ELIZABETH LEMARCHAND Suddenly While Gardening

ELIZABETH LEMARCHAND – Suddenly While Gardening. Walker & Co., hardcover, 1978; paperback, 1983. UK edition: Hart-Davis, hc, 1978.

   Lemarchand writes the classic (some would say old-fashioned) style of detective story, and this one, about the skeleton of a recently murdered youth found in an ancient gravesite on an English moor, fully demonstrates the blunt, efficient approach she takes to her craft.

   Detective-Chief Superintendent Pollard is her detective, and part of what he discovers the title gives away for free. In any case, after all these years, there ought to be a law against accepting broken watches as evidence, of anything, at any time.

   That’s what I think.

— Reprinted from The MYSTERY FANcier, Vol. 3, No. 6, Nov-Dec 1979. This review also appeared earlier in the Hartford Courant.

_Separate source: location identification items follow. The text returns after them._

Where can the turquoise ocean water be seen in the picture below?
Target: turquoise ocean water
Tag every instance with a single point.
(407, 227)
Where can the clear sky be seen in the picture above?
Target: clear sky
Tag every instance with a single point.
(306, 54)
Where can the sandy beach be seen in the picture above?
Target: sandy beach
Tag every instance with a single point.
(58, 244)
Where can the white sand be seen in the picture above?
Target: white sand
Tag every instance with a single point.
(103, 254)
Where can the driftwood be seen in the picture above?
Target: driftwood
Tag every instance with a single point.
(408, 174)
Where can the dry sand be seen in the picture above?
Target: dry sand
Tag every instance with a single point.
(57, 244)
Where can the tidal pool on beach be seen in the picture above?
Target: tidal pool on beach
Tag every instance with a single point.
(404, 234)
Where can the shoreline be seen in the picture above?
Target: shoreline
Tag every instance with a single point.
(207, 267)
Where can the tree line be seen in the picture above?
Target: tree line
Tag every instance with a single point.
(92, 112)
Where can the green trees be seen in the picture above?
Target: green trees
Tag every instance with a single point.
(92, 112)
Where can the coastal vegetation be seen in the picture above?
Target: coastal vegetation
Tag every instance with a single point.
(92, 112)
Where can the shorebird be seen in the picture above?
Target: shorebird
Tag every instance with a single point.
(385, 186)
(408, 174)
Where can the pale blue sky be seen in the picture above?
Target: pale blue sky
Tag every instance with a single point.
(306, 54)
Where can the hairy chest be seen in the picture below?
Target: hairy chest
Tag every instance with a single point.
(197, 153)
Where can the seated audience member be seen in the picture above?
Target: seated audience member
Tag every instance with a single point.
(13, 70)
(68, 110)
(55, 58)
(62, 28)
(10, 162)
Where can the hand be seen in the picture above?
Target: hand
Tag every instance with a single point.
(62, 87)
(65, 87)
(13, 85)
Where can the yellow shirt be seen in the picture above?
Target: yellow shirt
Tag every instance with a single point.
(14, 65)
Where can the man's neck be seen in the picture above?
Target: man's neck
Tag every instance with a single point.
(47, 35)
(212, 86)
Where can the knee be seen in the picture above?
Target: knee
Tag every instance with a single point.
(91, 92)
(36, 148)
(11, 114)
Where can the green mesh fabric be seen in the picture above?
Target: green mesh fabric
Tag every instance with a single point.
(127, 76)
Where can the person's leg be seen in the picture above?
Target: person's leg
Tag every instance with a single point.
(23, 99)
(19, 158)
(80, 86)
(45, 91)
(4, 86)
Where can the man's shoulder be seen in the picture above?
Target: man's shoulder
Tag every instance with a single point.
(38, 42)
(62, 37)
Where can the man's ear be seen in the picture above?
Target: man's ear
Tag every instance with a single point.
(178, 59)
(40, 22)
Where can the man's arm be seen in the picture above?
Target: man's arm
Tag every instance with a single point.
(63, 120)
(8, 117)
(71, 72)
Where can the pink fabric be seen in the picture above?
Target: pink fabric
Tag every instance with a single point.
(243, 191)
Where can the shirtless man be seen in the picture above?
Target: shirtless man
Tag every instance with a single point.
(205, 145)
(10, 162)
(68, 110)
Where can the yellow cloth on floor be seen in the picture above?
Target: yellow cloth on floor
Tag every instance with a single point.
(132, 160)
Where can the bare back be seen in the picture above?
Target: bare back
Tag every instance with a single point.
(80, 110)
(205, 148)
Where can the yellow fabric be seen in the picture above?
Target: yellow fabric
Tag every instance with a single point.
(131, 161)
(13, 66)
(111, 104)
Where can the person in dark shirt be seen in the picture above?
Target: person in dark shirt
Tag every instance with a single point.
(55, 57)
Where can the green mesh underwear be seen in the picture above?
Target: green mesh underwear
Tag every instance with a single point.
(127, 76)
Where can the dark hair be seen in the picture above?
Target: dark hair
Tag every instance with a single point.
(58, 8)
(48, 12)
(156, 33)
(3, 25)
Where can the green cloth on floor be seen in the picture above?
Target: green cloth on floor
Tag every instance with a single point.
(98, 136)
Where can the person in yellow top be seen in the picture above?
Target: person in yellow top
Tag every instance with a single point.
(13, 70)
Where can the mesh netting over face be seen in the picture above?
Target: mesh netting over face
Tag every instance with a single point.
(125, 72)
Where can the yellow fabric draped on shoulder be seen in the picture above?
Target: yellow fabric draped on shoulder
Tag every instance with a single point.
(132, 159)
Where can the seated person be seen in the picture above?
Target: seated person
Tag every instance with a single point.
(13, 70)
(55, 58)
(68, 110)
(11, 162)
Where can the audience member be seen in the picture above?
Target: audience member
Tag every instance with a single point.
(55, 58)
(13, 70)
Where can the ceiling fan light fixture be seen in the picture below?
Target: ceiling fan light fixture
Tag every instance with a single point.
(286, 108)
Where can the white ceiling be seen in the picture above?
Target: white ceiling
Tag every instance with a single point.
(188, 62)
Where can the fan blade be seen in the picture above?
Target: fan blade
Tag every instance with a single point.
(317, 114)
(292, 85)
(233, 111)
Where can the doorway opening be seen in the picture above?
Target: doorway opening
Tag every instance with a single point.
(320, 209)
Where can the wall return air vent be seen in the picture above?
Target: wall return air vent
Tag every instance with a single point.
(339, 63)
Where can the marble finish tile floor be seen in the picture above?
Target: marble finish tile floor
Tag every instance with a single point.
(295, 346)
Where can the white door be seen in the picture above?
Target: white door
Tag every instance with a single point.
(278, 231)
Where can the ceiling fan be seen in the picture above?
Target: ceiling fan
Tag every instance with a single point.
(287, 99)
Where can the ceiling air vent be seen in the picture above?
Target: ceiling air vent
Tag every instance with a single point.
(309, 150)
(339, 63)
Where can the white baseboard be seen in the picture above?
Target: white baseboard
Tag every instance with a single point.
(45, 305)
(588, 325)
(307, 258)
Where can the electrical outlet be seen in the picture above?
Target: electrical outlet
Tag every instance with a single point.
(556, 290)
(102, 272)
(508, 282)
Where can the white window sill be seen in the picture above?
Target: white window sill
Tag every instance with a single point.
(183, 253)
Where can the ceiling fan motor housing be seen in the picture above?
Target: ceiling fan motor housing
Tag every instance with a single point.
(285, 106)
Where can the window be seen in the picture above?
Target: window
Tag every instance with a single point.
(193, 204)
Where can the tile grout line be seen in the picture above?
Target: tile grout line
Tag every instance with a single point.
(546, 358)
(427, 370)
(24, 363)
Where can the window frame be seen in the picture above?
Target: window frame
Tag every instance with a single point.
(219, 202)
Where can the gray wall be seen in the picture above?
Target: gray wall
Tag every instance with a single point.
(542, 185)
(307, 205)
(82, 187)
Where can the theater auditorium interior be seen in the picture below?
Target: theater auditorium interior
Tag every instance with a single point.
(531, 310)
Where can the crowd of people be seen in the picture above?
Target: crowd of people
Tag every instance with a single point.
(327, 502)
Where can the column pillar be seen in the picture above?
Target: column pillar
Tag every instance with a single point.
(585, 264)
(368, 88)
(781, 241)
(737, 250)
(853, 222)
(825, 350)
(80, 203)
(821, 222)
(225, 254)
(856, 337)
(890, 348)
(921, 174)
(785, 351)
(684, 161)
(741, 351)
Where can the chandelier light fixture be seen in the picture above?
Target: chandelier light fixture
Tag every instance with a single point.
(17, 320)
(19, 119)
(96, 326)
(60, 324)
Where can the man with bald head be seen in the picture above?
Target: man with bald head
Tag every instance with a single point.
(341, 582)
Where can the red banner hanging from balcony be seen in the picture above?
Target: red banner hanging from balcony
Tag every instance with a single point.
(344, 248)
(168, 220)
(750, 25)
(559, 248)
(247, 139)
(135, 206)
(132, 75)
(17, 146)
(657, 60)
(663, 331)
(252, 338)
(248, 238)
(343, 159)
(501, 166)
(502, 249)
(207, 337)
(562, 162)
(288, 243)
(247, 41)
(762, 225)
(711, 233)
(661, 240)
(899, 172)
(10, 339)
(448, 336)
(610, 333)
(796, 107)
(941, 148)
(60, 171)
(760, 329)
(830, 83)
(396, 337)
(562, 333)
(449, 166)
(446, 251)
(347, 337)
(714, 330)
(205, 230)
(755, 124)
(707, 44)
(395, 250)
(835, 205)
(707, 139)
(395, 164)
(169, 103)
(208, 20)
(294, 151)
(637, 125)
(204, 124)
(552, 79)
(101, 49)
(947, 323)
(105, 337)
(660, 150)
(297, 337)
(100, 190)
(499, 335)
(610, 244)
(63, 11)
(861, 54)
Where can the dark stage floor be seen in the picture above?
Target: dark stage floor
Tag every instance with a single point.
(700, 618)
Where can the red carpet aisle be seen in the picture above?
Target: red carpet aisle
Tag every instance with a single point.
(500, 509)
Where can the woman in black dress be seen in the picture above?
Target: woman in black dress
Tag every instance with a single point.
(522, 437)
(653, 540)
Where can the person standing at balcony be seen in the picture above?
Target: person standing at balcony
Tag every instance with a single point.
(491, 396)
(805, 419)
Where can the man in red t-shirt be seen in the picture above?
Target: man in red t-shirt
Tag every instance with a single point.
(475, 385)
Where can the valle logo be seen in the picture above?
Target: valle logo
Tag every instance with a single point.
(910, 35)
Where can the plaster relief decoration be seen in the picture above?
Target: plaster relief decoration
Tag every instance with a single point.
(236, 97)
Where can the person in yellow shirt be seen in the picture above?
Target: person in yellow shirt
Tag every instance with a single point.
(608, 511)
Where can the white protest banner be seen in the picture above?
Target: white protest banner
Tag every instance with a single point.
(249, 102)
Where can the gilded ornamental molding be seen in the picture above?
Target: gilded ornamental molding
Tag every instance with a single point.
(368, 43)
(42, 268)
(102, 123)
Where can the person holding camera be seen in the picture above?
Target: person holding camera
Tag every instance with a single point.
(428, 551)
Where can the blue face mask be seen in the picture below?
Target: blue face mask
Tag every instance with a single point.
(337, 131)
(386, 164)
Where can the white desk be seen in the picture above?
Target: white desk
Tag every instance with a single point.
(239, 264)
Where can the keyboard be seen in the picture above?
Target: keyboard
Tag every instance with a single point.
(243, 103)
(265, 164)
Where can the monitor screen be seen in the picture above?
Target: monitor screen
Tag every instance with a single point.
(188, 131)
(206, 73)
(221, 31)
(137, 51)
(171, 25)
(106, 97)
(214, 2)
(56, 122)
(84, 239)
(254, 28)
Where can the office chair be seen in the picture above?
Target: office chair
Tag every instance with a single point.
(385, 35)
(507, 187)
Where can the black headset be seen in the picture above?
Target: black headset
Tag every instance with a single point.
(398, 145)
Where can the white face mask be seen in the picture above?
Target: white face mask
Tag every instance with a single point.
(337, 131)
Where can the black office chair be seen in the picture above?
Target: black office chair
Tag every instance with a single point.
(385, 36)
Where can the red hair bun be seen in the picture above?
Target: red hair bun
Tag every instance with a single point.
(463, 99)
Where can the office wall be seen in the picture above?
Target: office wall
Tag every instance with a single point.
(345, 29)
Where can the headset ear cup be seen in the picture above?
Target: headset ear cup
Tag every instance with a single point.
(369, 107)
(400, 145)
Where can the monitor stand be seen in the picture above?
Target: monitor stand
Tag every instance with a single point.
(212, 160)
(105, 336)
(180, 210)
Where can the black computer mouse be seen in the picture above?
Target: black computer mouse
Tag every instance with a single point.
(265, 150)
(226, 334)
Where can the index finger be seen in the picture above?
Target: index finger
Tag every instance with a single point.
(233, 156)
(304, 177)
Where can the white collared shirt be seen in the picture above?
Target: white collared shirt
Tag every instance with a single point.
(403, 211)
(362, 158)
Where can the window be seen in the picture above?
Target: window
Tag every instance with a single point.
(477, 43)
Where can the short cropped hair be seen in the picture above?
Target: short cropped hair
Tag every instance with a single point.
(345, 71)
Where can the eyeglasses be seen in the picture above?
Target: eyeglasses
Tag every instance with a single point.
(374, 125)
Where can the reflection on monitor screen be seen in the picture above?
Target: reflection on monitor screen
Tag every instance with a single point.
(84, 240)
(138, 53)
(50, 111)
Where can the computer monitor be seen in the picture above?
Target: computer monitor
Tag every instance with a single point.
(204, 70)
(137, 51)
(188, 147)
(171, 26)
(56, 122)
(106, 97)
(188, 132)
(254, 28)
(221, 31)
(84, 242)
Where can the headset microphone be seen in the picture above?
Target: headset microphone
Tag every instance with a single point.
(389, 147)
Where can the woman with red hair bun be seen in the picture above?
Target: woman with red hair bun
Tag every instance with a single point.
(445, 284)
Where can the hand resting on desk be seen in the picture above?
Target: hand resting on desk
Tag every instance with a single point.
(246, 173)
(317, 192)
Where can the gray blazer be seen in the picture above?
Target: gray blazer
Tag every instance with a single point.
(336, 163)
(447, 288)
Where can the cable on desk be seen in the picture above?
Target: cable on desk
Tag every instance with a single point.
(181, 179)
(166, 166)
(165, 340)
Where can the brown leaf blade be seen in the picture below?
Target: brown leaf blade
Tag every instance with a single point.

[UPDATE] 03-16-11.   I didn’t happen to mention it in this review, but there were two detectives from Scotland Yard who worked as a team in each of Elizabeth Lemarchand’s mysteries, Tom Pollard and Gregory Toye. When they began Pollard was an inspector and Toye his sergeant, but when the former was eventually promoted, perhaps Toye was also.

   There were 17 entries in the series, beginning with Death of an Old Girl in 1967 (when the author was 61) and concluding with The Glade Manor Murder in 1988. All of them were reprinted in the US, but only a few had paperback editions.

   A quick search on the Internet has come up with very little critical commentary on her work. One site devoted to cozy mysteries says of hers: “Very traditional British mysteries, often set in girls’ schools; makes use of English history and archaeology.”

    I don’t know for sure — this is the only book of hers that I’ve read — but I think my review may have encapsulated Lemarchand’s approach to detective fiction rather well. While she was obviously not another Agatha Christie, and in spite of the somewhat negative tone to my comments, I wouldn’t mind reading another.